“’Ere’s a health to the bride,” said Mr. Johnny Dubosque.

“Thank you, Johnny.”

“I was just a-tellin’ his lordship,” said Mr. Horace Allwright, “that she was absolutely the finest Cinderella I’ve ever played to, and I’ve played to some of the first in my time, let me tell you. Good ’ealth, gentlemen.”

And while Mr. Horace Allwright was happily engaged in pledging the health of the company, Mary proceeded to transfix the first Olympian with such a staunch, straight and demure gray eye that the heart of the famous athlete was literally pinned against the antimacassar of yellow plush upholstery which had been provided by the hotel for the use of its patrons.

“His lordship’s drawn a winner in the lottery, gentlemen,” continued Mr. Horace Allwright, and in this the first Olympian was strongly inclined to concur.
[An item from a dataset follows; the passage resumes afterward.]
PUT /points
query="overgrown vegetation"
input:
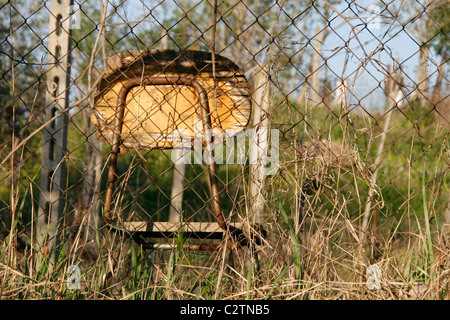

“Cut it out, Horace,” said the Uncrowned Queen of Blackhampton with a very arch glance at Johnny Dubosque. “It isn’t cricket, is it, Johnny? in these fashionable watering-places. And I won’t have you pull the leg of my Phil-ipp by calling him my lord, when he’s promised me solemn to stand for Mr. Lloyd George.”

“You haven’t, Shel?” quoth the Olympians, feeling it was up to them to say something, and that this was something they might say.

“Oh, but he has,” said the Uncrowned Queen, “and I should never have married him if he hadn’t—should I, Phil-ipp?”

And she transfixed both the Olympians this time with that demure glance of tremendous impact.

“Oh, but I say, Mrs. Shel,” quoth the first Olympian, beginning to feel a glow within, “what about his Governor, you know?”